Dresden - Alle Jahre wieder. Alle Jahre richtig und wichtig - die Menschenkette am 13. Februar in Dresden in Gedenken an die Opfer der Bombenangriffe auf die Stadt vor nunmehr 81 Jahren. Auch die Dynamos sind erneut dabei.
Im Vorjahr zum 80. Jahrestag war die komplette Mannschaft in der Stadt verteilt und damit mittendrin in der Menschenkette. Am heutigen Freitag werden sich die Trainer und einige Profis beteiligen, die anderen Spieler bereiten sich auf die Partie am Samstagabend um 20.30 Uhr gegen die SV Elversberg vor.
"Ich fand es vor einem Jahr sehr bewegend, auch wenn ich vorher keinen Bezug dazu hatte", so Dynamo-Trainer Thomas Stamm (42).
"Ehrlicherweise vor meiner Anstellung hier hatte ich mich nicht so mit diesem Thema beschäftigt. Aber jetzt ist es für mich absolut nachvollziehbar dieses Datum, der 13. Februar 1945", so der 42-Jährige.
"Wenn man hier ist, spürt man: Dresden ist Dynamo, Dynamo ist Dresden. Das war mir im Vorjahr selbst auch wichtig und im Team mit den Jungs, in den Austausch zu gehen und zu wissen, warum ist das Stadtbild am Neumarkt, am Altmarkt so wunderschön.
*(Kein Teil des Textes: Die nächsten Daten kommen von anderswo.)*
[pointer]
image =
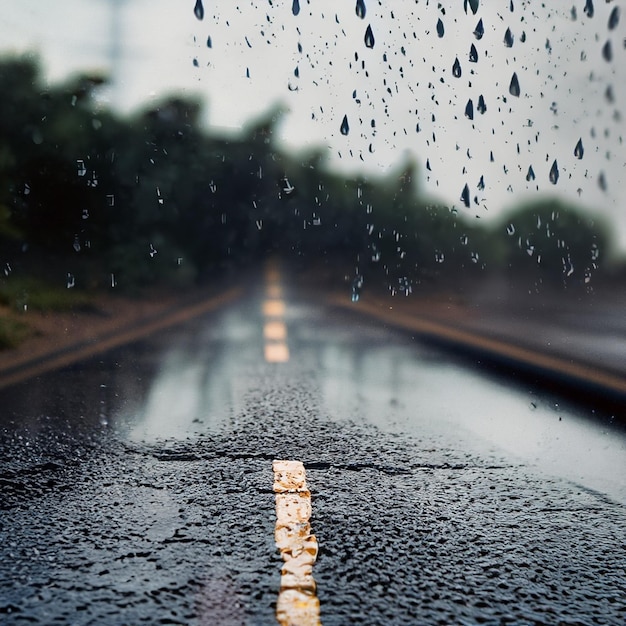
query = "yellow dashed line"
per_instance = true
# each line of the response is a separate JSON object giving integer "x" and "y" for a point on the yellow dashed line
{"x": 297, "y": 604}
{"x": 274, "y": 328}
{"x": 274, "y": 308}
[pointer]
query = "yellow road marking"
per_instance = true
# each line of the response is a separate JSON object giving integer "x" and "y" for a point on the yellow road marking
{"x": 274, "y": 308}
{"x": 274, "y": 291}
{"x": 297, "y": 604}
{"x": 276, "y": 352}
{"x": 275, "y": 331}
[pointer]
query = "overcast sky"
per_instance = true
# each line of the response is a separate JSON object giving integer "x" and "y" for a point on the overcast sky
{"x": 317, "y": 64}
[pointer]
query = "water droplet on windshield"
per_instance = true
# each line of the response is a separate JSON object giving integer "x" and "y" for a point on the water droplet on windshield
{"x": 479, "y": 31}
{"x": 345, "y": 128}
{"x": 198, "y": 10}
{"x": 465, "y": 195}
{"x": 554, "y": 173}
{"x": 456, "y": 68}
{"x": 473, "y": 4}
{"x": 579, "y": 150}
{"x": 514, "y": 89}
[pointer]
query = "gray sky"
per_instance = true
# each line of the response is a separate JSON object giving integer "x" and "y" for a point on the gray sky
{"x": 405, "y": 79}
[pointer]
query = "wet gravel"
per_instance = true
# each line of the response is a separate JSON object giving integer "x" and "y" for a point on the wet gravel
{"x": 98, "y": 528}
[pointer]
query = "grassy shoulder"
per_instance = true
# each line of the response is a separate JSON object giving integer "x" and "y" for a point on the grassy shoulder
{"x": 20, "y": 295}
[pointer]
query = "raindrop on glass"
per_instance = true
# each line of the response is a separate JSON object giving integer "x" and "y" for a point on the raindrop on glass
{"x": 465, "y": 195}
{"x": 479, "y": 31}
{"x": 508, "y": 38}
{"x": 554, "y": 173}
{"x": 198, "y": 10}
{"x": 345, "y": 127}
{"x": 456, "y": 68}
{"x": 514, "y": 89}
{"x": 579, "y": 150}
{"x": 473, "y": 4}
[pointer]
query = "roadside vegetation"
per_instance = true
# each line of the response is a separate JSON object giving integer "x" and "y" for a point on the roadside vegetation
{"x": 91, "y": 201}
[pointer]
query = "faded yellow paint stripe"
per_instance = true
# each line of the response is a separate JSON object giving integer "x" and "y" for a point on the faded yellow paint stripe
{"x": 297, "y": 604}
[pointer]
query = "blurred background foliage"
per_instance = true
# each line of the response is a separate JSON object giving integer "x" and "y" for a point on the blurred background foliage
{"x": 93, "y": 200}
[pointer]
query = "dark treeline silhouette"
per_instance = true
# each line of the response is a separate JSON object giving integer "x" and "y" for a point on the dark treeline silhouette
{"x": 157, "y": 198}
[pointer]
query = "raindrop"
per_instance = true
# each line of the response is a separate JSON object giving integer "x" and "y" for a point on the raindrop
{"x": 345, "y": 128}
{"x": 554, "y": 173}
{"x": 456, "y": 68}
{"x": 514, "y": 89}
{"x": 579, "y": 150}
{"x": 465, "y": 195}
{"x": 198, "y": 10}
{"x": 479, "y": 31}
{"x": 508, "y": 38}
{"x": 473, "y": 5}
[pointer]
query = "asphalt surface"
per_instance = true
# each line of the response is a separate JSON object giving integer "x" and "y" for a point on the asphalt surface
{"x": 136, "y": 486}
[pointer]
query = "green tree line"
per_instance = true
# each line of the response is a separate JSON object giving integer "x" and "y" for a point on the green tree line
{"x": 101, "y": 199}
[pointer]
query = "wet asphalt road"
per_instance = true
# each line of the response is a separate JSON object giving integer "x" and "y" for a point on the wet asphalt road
{"x": 137, "y": 487}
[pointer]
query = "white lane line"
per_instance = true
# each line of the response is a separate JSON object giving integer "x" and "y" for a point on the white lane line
{"x": 297, "y": 604}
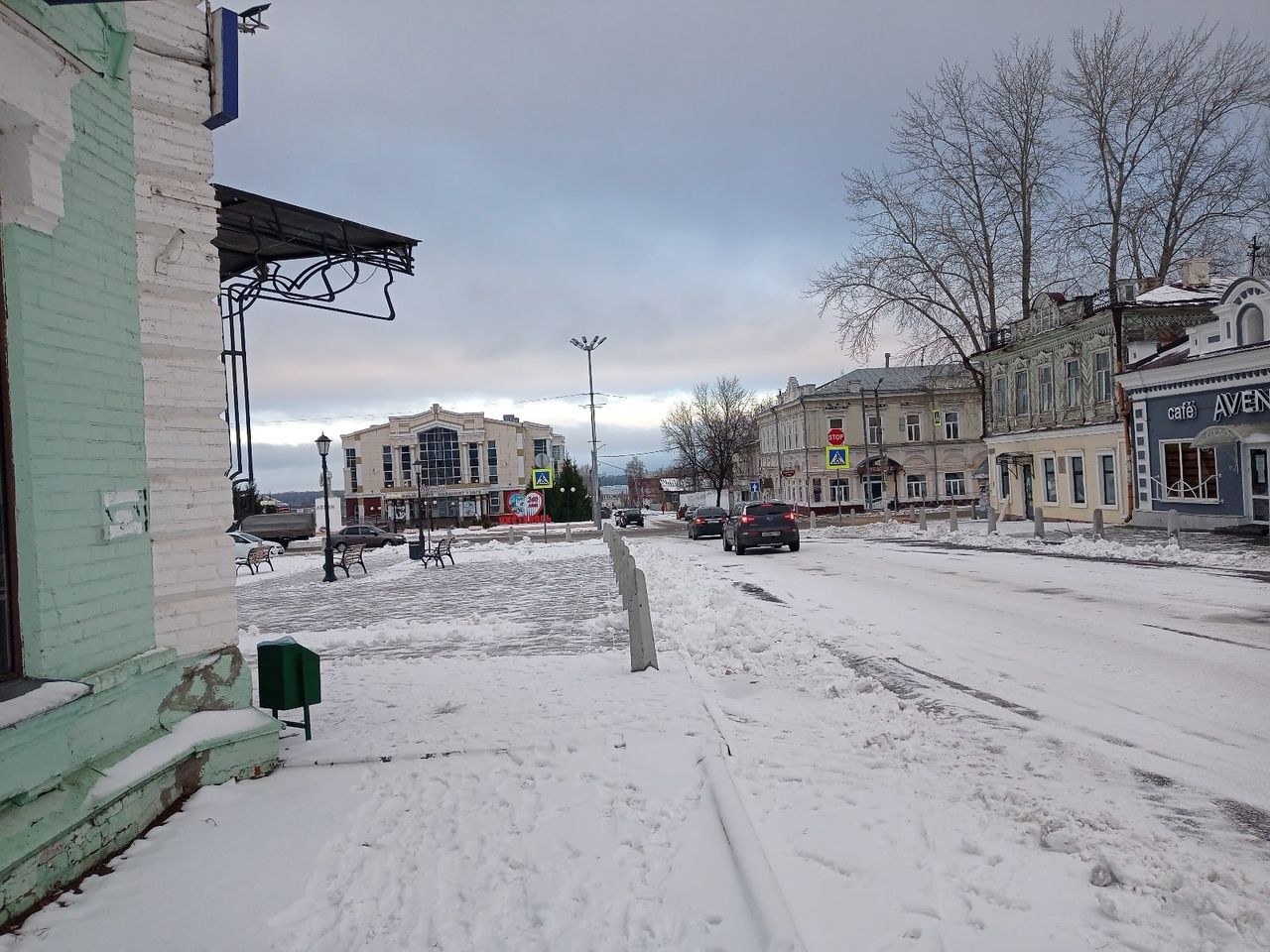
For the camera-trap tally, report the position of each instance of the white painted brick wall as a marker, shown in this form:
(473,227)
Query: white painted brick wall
(181,330)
Wann wurde es wieder aufgebaut? Das hat eine Geschichte. Das ist ein Teil von Dresden, das die Leute sehr prägt und prägen soll. Es ist sehr gut, dass man das weiterträgt", spricht der Schweizer tolle Worte.
Thomas Stamm findet die Erinnerungskultur in Dresden wichtig
"So wie der Verein mit der Stadt verwurzelt ist, finde ich es hervorragend, dass das thematisiert wird, was wir tun. Und noch viel wichtiger ist, dass wir als großer Bestandteil dieser Stadt mit dabei sind. Es gibt immer weniger Leute, die das miterlebt haben. Deshalb ist es wichtig, dass man das weiterträgt, dass man daran erinnert und wir unseren Teil dazu beitragen", erklärt Stamm.
Und er weiß auch: Viele, die am Freitag in der Menschenkette stehen, werden Samstagabend im Stadion sein und die Profis anfeuern, denn Dresden ist Dynamo und Dynamo ist Dresden.